Here is a great example of that in action. Our middle school Make Lab program is launching a new Human-Centered Design project called Active Experience Design. In this 20-session project, students function as experience architects for a new recreation facility of their choice. Here are the categories they will choose from:
- Track & Course (RC, Bikes, Horses)
- Tactical Arena (Laser Tag, Nerf)
- Vertical Sports (Climbing)
- Pet Experience (Dog Park, Training)
- Endurance & Court (Running, Volleyball)
- Leisure Hub (Bowling, Mini-Golf)
- Themed Playground (Ninja, Play Area)
Students will select a category of active entertainment and develop a physical prototype supported by digital elements that will solve key challenges such as:
- Fun and Flow- what is the experience like, how can we use flow state game theory principles to create an engaging experience
- Access for All-Ensuring accessibility to the experience for people with disabilities
- Digital Integration-Using a suite of tools (Canva, Bitsbox, Soundtrap, Tinkercad) to build a professional-looking brand and a digital guide for the business.
- Behind the Scenes-Planning how the business actually runs after it is built.
Here are the competency outcomes that we will be looking for through out the project:
- Oral Communication: Delivering a clear pitch that explains design choices to an audience.
- Collaboration: Working together to share workloads across different tech platforms.
- Resilience: Fixing prototype failures based on peer/instructor feedback.
- Critical Thinking: Balancing “fun” with safety rules and accessibility needs.
- Multimedia Synthesis: Connecting 3D models, audio, and apps into one brand.
- Systems Thinking: Planning how the business works behind the scenes on a daily basis at a basic level.
A solid academic foundation is very important for a successful career, but equally and of great importance is the need to prepare our students for the future of work.
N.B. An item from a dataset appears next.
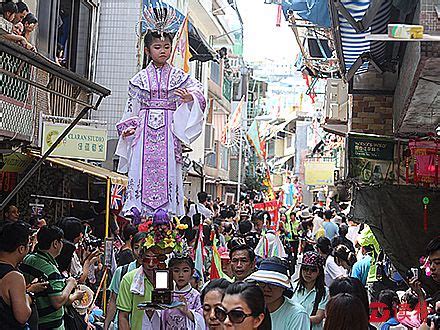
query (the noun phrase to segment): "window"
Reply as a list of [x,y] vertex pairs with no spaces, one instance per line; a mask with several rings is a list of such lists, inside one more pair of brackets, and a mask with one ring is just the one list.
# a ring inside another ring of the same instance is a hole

These skills are going to be critical in a future that will demand architects of processes instead of workers with siloed “head smarts” who have little to no ability to tackle the unknown challenges we will face in the AI-driven world of tomorrow. Problem solving and durable skills are the key to a holistic education that includes academic capability founded on the ability to solve any challenge that students face.
This type of project includes other core principles that we support, like free market principles (check out Believe Journal) and our “Made to Make” philosophy, which emphasizes our God-given ability to create, make, and become producers, not just consumers.